Göze çarpan bir değişiklik de, uçak içindeki tasarımlarda Anadolu ve Türk motiflerinin esas alınarak, ''lale'' figürü kullanılması oldu. Uçaklar kirli beyaz renkte ve büyük lale desenleriyle süslendi. Büyük uçaklarda kahverengi, bej, turkuaz ve gül kurusu, küçük uçaklarda ise lacivert, turkuaz ve gül kurusu renkleri tercih edildi. Yine aynı şekilde İznik çini motifleri ve mozaikler kullanıldı.

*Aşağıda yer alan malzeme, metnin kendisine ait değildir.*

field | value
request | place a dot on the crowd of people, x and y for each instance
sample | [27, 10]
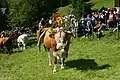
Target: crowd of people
[106, 18]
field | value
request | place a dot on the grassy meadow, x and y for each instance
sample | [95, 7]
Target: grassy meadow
[88, 60]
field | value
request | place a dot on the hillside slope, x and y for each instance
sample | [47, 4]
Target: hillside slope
[97, 5]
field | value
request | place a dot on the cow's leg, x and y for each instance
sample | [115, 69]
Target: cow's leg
[23, 43]
[62, 63]
[49, 57]
[55, 65]
[19, 45]
[55, 61]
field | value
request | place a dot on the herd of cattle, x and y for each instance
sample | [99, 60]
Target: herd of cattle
[55, 43]
[56, 40]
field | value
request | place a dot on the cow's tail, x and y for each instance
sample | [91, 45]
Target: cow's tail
[39, 40]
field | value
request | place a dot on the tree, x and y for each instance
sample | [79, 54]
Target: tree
[27, 12]
[81, 7]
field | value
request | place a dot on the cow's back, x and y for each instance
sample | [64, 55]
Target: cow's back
[47, 40]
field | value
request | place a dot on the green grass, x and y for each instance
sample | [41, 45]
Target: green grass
[64, 10]
[98, 5]
[88, 60]
[105, 3]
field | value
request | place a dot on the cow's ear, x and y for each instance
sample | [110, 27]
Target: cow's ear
[70, 33]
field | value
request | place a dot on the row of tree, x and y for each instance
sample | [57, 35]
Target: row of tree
[27, 12]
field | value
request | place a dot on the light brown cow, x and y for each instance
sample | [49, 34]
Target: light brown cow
[57, 44]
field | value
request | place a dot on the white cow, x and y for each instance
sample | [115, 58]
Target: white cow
[22, 41]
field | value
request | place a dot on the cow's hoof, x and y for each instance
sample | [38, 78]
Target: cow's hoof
[54, 71]
[62, 67]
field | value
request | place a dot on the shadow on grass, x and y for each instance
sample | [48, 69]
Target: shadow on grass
[85, 64]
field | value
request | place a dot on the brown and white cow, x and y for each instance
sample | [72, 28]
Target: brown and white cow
[57, 45]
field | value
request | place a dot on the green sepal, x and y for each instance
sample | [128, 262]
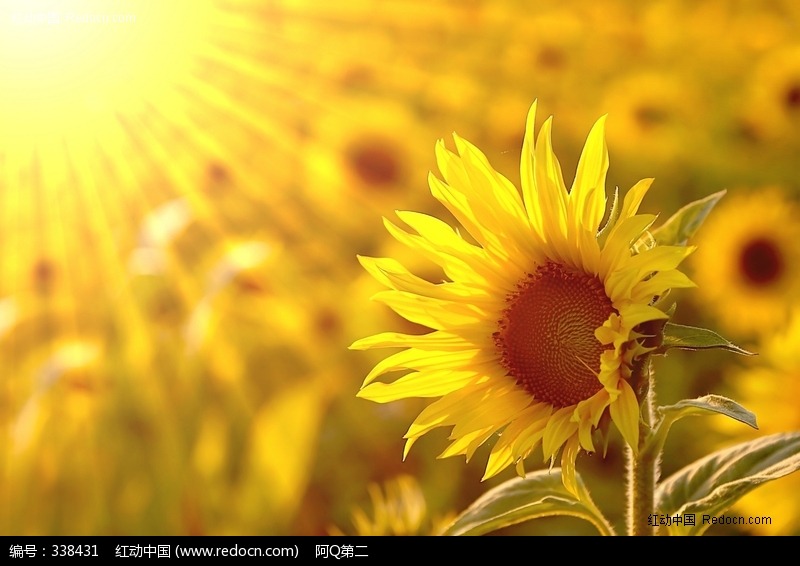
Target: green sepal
[682, 225]
[613, 216]
[538, 494]
[702, 406]
[693, 338]
[713, 484]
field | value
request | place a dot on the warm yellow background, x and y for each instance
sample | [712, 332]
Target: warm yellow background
[184, 186]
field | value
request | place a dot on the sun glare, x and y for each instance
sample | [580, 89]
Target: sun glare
[67, 64]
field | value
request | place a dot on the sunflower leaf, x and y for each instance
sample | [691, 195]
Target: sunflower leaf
[709, 486]
[539, 494]
[707, 405]
[682, 225]
[693, 338]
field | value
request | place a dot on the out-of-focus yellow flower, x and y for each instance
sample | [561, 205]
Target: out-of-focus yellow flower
[773, 107]
[653, 115]
[771, 390]
[533, 332]
[398, 509]
[748, 262]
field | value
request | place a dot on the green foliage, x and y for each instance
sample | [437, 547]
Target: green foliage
[613, 215]
[693, 338]
[682, 225]
[702, 406]
[539, 494]
[712, 484]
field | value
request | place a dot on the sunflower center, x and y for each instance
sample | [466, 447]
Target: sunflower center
[546, 338]
[374, 162]
[761, 262]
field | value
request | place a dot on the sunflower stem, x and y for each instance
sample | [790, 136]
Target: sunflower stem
[643, 466]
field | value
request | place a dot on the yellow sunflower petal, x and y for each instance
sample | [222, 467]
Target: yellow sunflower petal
[533, 328]
[588, 189]
[625, 414]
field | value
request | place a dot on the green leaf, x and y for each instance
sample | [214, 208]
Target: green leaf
[711, 485]
[692, 338]
[710, 404]
[683, 224]
[539, 494]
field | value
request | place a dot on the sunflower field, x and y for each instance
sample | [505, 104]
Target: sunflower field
[199, 199]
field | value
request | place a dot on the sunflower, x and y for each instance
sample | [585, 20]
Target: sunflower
[536, 327]
[748, 263]
[399, 508]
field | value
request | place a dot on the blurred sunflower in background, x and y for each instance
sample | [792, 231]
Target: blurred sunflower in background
[747, 266]
[533, 331]
[184, 186]
[770, 388]
[399, 508]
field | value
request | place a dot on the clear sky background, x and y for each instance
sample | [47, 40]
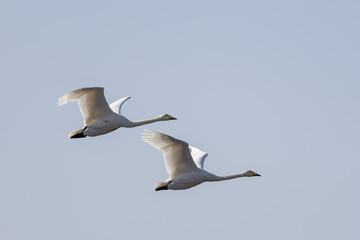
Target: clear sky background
[271, 86]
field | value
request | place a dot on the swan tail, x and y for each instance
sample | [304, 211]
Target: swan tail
[77, 133]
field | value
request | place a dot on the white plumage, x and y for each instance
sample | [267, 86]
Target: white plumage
[185, 168]
[99, 117]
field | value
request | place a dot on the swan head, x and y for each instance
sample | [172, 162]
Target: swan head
[250, 173]
[162, 186]
[165, 117]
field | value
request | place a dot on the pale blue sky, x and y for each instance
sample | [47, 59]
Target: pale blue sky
[271, 86]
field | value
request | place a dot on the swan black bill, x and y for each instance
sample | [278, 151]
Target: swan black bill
[162, 186]
[78, 133]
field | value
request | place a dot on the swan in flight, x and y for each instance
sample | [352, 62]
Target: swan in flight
[99, 117]
[184, 163]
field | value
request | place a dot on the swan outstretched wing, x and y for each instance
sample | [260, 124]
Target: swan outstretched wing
[92, 103]
[198, 156]
[116, 106]
[176, 152]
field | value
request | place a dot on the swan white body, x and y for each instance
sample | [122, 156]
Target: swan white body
[99, 117]
[184, 163]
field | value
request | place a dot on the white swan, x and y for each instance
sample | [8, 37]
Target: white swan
[99, 117]
[183, 163]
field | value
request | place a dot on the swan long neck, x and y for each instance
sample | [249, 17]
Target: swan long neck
[227, 177]
[142, 122]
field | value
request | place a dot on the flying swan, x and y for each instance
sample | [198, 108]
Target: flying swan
[99, 117]
[184, 163]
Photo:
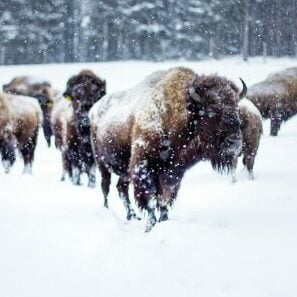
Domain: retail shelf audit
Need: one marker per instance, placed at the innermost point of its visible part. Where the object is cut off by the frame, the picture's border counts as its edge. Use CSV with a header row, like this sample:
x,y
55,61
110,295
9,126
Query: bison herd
x,y
148,135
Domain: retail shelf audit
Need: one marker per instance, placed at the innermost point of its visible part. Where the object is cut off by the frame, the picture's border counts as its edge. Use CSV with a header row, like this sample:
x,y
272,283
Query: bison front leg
x,y
27,150
145,190
169,184
276,121
8,156
233,170
105,182
248,161
92,176
123,189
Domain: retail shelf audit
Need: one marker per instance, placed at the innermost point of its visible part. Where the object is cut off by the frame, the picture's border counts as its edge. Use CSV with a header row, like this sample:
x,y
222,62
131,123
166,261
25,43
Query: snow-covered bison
x,y
39,89
63,130
276,97
251,128
82,90
140,134
21,130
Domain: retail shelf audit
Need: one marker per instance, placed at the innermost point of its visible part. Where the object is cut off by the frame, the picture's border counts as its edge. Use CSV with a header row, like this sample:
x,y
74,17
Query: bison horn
x,y
244,89
194,94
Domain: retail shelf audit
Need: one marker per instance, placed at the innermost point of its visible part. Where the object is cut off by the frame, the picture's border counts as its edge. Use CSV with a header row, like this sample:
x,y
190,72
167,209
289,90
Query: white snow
x,y
118,107
250,106
222,239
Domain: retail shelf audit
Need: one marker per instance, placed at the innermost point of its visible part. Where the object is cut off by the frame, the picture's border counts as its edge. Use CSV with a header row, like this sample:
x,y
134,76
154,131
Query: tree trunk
x,y
245,47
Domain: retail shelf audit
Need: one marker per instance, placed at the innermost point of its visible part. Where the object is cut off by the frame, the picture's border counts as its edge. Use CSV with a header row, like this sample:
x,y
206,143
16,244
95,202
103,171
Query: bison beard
x,y
83,90
148,145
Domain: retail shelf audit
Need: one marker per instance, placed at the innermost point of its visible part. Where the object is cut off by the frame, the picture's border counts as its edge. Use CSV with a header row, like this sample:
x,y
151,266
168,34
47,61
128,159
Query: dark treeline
x,y
47,31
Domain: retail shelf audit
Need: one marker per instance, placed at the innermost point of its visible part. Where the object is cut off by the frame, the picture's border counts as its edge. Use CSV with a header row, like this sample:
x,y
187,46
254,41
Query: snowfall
x,y
222,239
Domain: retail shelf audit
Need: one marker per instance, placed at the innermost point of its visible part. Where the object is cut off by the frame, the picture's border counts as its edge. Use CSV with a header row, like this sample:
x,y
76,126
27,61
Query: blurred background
x,y
58,31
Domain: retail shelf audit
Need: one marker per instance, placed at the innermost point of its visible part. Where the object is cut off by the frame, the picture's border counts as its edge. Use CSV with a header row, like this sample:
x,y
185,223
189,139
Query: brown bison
x,y
251,129
276,97
62,127
83,90
25,117
141,134
39,89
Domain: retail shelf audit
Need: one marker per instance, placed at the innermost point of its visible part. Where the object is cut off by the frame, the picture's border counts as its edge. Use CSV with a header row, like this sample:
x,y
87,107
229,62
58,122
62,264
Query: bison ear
x,y
67,96
244,89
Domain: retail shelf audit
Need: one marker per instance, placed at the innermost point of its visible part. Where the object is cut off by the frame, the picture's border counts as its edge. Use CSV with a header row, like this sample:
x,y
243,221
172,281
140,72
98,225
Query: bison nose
x,y
233,144
233,139
85,121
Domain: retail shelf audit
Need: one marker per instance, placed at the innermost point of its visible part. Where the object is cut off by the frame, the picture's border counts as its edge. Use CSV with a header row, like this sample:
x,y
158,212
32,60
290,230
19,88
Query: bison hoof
x,y
163,214
132,215
151,222
91,184
251,175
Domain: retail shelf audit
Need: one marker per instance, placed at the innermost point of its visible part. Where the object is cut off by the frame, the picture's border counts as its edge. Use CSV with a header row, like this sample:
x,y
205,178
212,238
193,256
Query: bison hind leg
x,y
151,220
233,170
76,175
248,161
8,157
105,182
146,190
92,176
275,126
163,214
27,151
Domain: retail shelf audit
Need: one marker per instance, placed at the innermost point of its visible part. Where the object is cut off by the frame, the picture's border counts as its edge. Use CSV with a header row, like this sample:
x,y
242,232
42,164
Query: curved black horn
x,y
244,89
193,92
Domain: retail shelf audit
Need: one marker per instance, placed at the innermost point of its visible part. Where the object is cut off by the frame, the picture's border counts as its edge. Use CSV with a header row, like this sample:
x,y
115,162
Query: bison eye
x,y
93,88
211,114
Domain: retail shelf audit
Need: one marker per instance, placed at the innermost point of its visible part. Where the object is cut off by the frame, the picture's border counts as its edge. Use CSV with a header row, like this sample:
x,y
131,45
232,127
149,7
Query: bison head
x,y
83,90
213,104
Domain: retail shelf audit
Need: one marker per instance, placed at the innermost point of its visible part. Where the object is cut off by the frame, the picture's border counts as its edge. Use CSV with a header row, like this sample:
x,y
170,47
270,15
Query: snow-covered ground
x,y
222,239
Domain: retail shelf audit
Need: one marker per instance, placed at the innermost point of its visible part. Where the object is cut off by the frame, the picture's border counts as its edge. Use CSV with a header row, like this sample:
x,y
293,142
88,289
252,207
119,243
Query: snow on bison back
x,y
140,134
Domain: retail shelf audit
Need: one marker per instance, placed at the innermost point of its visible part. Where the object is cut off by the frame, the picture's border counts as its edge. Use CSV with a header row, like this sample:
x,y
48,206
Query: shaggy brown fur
x,y
276,98
25,119
171,109
252,129
83,90
42,91
63,128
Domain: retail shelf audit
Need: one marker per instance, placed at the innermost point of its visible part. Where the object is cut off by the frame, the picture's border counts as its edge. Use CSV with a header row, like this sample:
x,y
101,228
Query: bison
x,y
276,97
251,129
141,134
62,127
39,89
25,118
82,90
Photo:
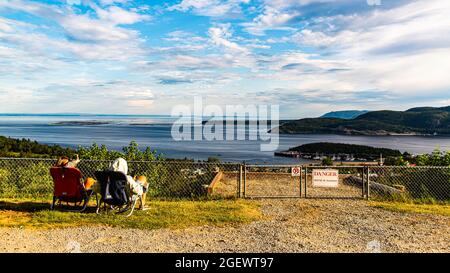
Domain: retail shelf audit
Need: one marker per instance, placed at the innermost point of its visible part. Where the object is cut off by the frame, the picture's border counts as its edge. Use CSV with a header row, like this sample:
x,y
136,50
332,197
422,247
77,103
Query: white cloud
x,y
213,8
221,34
119,16
270,19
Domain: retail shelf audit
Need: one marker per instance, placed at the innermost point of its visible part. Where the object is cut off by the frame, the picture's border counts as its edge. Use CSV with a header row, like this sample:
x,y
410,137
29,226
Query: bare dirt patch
x,y
309,225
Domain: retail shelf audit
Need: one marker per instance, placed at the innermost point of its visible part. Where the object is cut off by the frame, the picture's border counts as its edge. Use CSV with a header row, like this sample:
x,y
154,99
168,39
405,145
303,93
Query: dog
x,y
143,181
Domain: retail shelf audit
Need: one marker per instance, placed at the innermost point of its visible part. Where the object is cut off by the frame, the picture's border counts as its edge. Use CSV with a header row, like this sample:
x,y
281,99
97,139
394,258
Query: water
x,y
155,131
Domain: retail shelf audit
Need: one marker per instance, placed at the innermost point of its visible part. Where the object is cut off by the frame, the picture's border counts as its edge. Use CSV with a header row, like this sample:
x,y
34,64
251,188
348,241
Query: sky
x,y
145,57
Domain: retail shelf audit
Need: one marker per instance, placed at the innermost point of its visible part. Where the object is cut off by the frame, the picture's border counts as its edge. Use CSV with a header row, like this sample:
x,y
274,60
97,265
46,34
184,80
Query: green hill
x,y
348,114
361,151
419,121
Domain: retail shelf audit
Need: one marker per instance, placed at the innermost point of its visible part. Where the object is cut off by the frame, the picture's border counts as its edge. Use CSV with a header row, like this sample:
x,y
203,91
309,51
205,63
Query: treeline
x,y
437,158
11,147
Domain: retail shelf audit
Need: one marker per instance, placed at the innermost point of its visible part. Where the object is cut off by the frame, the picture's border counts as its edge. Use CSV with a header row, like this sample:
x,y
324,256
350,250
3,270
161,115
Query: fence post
x,y
363,182
368,183
306,179
245,178
238,190
301,180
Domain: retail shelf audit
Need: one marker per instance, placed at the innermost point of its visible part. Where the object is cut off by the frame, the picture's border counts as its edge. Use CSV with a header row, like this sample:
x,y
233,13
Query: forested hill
x,y
340,148
10,147
419,121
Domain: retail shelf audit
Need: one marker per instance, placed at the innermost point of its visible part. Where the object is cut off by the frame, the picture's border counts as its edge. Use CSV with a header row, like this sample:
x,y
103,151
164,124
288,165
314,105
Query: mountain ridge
x,y
414,121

Giyeceğe harca, yiyecekten kes
Personel üniformaları için harcanan para hesaplanamazken, catering hizmetlerinde tasarrufa gidilmesi gündemde. Buna yönelik en çarpıcı örnek, uçuşlarda dürüm ikramına başlanması. Dış hat uçuşlarında soğuk et tabağından vazgeçilmesinin ve yerine dürüm ikram edilmesinin nedenini, THY yönetimi şöyle açıkladı: "Milli havayolu olarak baklava, tatlı servislerimizde tercihlerimizin en başında gelmektedir. Yolcumuzun kısa sürede tüketmekte zorlandığı soğuk yemek menüsünü, kabin ekibimiz de servis etmekte zorlanıyordu. Konsept değişikliği ile servisin süresini daha sofistike ürünlerle kısaltmak hedeflenmiş olup, bu uygulamamız ile ilgili olarak gerek kabin ekiplerimizin gerekse yolcularımızın beğeni ile ürünleri karşıladığı müşahade edilmiştir. Menü içerisinde sadece dürüm değil, pita, kruvasan, gobit ekmeğinden yapılmış sandviçler de farklı rotasyonlarda farklı içeriklerle servis edilmektedir."

Kamu gitti, Nur cemaati geldi...
THY'deki değişimin bir diğer göstergesi, Nur cemaati kurucusu Said-i Nursi anısına İstanbul'da ` düzenlenen uluslararası sempozyuma sponsor olmasıydı. Geçtiğimiz Kasım ayında, sempozyuma katılanlara yüzde 50 indirimli bilet sağlandığı ortaya çıkarken, THY yönetimi, uygulamayı `tamamen ticari` diyerek savundu. `Devletin havayolu` olarak bilinen THY'nin Nur cemaati ile ilişkisine "piyasa koşullarında normaldir" diyen Ulaştırma Bakanlığı yetkilileri, "THY'de kamunun payının yüzde 50`nin altına indiğini` belirtmekle yetindi. Bakanlık yetkilileri, THY ile Ulaştırma Bakanlığı'nın ilişkisinin artık sadece `sektörde faaliyet gösteren bir kuruluş` olmasından ibaret olduğunu savundu.

THY Basın Müşaviri Ali Genç, sempozyumu organize edenlerin başvurusunu, " profesör düzeyinde yabancı bilim adamları katıldığı için" değerlendirdiklerini söyledi. "Bunu tamamen ticari olarak değerlendirdik. Türkiye'de yapılan uluslararası bir sempozyuma destek olduk. Hem de uçaklarımızı doldurduk!"